A Fractional Variational Approach for Modelling Dissipative Mechanical Systems: Continuous and Discrete Settings

TL;DR

This paper introduces a fractional variational principle using Riemann-Liouville derivatives to model dissipative mechanical systems, providing invariant equations in continuous and discrete settings that account for energy loss and are reversible in time.

Contribution

It develops a novel fractional variational framework for dissipative systems, including a discrete analogue, with invariance properties and specific restrictions on variations.

Findings

Derivation of fractional Euler-Lagrange equations for dissipative systems.

Invariance of equations under linear change of variables and time reversal.

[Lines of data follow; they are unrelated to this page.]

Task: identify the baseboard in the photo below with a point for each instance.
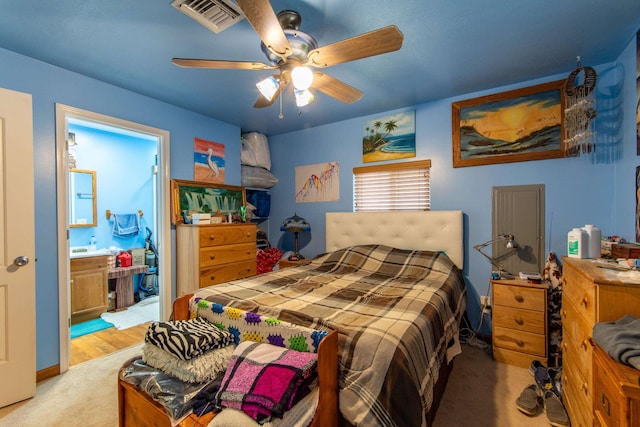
(484, 337)
(46, 373)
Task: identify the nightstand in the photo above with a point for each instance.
(285, 263)
(519, 322)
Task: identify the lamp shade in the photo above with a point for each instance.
(295, 224)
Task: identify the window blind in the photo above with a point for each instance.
(392, 187)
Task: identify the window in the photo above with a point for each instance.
(392, 187)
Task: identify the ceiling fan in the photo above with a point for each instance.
(292, 52)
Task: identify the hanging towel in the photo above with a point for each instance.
(126, 225)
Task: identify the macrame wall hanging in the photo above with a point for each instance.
(580, 111)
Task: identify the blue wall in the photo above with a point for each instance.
(50, 85)
(600, 191)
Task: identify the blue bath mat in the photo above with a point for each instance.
(89, 327)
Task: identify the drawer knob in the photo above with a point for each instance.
(606, 405)
(585, 388)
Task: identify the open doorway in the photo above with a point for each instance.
(129, 161)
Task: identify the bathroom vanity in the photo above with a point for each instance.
(89, 287)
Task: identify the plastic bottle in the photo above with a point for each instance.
(594, 237)
(577, 243)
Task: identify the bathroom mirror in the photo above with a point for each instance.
(82, 198)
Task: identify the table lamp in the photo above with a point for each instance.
(295, 225)
(511, 244)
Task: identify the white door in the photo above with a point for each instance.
(17, 249)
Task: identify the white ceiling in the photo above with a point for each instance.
(451, 47)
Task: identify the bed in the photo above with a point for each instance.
(390, 288)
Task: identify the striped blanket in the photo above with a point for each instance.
(397, 313)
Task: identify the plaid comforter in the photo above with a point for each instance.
(397, 313)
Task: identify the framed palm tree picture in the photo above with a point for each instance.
(389, 138)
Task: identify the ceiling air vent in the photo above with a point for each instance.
(217, 15)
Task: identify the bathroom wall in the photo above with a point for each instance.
(124, 182)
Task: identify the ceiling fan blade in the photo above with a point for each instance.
(383, 40)
(335, 88)
(263, 102)
(212, 63)
(265, 22)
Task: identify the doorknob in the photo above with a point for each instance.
(21, 261)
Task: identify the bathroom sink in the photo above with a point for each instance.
(84, 252)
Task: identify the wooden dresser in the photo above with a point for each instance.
(519, 322)
(616, 392)
(589, 294)
(89, 288)
(211, 254)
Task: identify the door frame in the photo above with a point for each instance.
(163, 240)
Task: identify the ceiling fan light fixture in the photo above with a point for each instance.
(268, 87)
(302, 77)
(303, 97)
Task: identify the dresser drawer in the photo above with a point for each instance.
(522, 320)
(227, 272)
(519, 297)
(576, 398)
(217, 255)
(227, 234)
(581, 293)
(607, 402)
(576, 333)
(524, 342)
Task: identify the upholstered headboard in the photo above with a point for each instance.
(418, 230)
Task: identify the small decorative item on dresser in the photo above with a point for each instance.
(295, 225)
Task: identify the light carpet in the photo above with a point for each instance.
(89, 327)
(480, 393)
(86, 395)
(146, 310)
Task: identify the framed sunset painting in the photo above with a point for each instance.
(515, 126)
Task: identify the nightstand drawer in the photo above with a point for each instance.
(524, 342)
(519, 297)
(522, 320)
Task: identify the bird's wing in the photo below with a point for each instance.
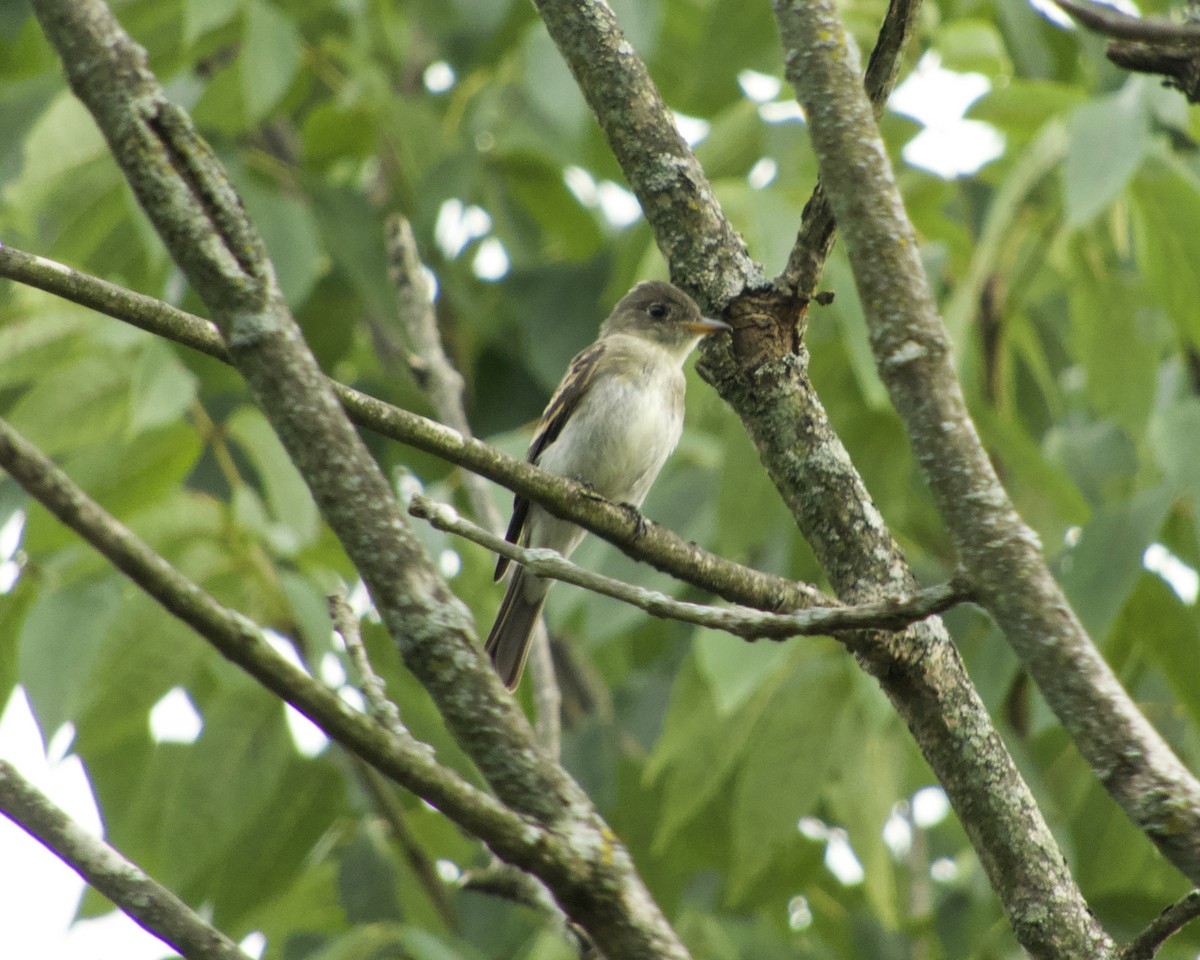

Discrete equations accurately approximate continuous fractional equations.

Abstract

Employing a phase space which includes the (Riemann-Liouville) fractional derivative of curves evolving on real space, we develop a restricted variational principle for Lagrangian systems yielding the so-called restricted fractional Euler-Lagrange equations (both in the continuous and discrete settings), which, as we show, are invariant under linear change of variables. This principle relies on a particular restriction upon the admissible variation of the curves. In the case of the half-derivative and mechanical Lagrangians, i.e. kinetic minus potential energy, the restricted fractional Euler-Lagrange equations model a dissipative system in both directions of time, summing up to a set of equations that is invariant under time reversal. Finally, we show that the discrete equations are a meaningful discretisation of the continuous ones.